The result of the experiment in the designed water level device for 30 days in outdoor exposure stressed out the reliability of the circuitry in river applications. First, the device is reliable in terms of its monitoring performance through activation delay between level probes. If flood water rises at a faster rate from Level 1 up to Level 2 (3 in) of water height, the device will only take 133,448 µs to detect and notify that Level 2 was reached and much faster detection on subsequent levels. This gives a strong evidence of its quick detection response for flood monitoring application. The performance of the system also shows the correctness on the increase and decrease detection of water through actual flood simulation procedure. Second, the reading capability of the wire probes after exposure to outdoor environment was found out to be stable. This was tested through the voltage readings from the microcontroller output in which after having partially corroded probe tips due to outdoor environmental factors, it continuously performed as expected and never went near the 1.5 operational threshold DC voltage. From the actual 4.8 VDC source, 0.22 to 0.31 DC voltage drops were recorded between similar level probes (e.g., from Day 1 to Day 30 of all Level 1 s) on the sampled 5 wire probes.
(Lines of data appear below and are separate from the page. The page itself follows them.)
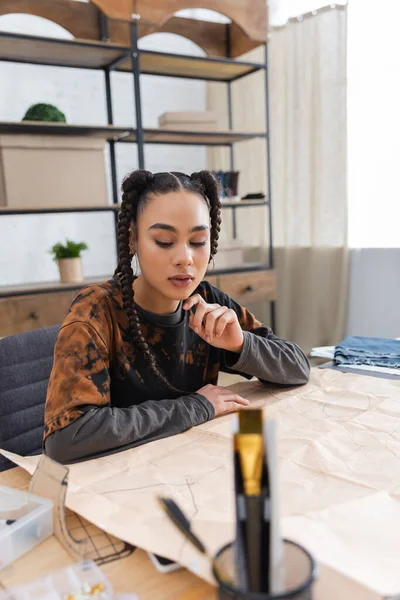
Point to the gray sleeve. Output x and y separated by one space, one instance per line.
270 359
103 430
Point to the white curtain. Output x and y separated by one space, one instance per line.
307 77
309 176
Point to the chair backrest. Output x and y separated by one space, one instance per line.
26 360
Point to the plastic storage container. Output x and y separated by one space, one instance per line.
25 521
82 581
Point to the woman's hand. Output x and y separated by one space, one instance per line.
223 399
217 325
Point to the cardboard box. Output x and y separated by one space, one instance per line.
189 121
52 171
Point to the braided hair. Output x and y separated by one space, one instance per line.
136 191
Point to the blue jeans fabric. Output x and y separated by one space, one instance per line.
378 352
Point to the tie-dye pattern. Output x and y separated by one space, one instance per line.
95 363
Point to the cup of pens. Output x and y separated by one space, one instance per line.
259 565
298 574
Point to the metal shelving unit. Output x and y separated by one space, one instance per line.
109 57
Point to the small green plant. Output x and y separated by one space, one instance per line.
67 250
44 112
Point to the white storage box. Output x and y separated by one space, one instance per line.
189 121
25 521
51 171
82 581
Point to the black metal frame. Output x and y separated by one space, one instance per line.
134 53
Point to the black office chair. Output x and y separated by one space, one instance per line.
26 360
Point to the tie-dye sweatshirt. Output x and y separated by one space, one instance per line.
102 395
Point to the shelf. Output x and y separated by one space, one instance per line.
192 67
101 55
106 132
56 286
128 134
60 53
191 138
244 203
44 288
37 210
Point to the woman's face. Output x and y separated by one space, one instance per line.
173 245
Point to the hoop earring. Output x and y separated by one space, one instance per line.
136 266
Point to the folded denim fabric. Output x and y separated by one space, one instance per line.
379 352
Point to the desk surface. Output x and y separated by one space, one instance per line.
134 574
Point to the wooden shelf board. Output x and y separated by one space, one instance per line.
59 52
31 210
50 286
166 136
128 134
100 55
192 67
106 132
56 286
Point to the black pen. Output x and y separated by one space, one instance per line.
252 503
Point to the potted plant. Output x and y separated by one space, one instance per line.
68 258
44 112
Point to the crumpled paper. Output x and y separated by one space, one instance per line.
339 449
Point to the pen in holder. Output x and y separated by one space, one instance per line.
299 575
259 565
This recorded voltage drop had a insignificant effect on the total operation of the circuit and does not indicate any performance degradation of the device. It is normal for closed looped circuits to have voltage drops since every connected conductor has its own resistances, which is the main reason of the voltage difference. For the main reason that the temperature coefficient of a conductor is a function of its resistivity, outdoor temperature variations were also considered as a factor for the voltage drops. Lastly, the initial test has uncovered a notable problem that contributes to great effect in reading accuracy of the water level circuit. The “floating” state of the Arduino microcontroller creates a series of 0’s and 1’s reading, in which a steady 0 output was expected whenever its corresponding probes were lifted out of the water. The unnecessary pulses, however, were suppressed by pull-down resistors installed into the base-to-DC source terminal on each of the circuitry. This phenomenon was not mentioned on all related studies using similar methods of level detection.

Above all, the physical condition of the whole system has proven to be unaffected by any atmospheric or hydrologic factors as it presently stays on the river side with continuous monitoring operations.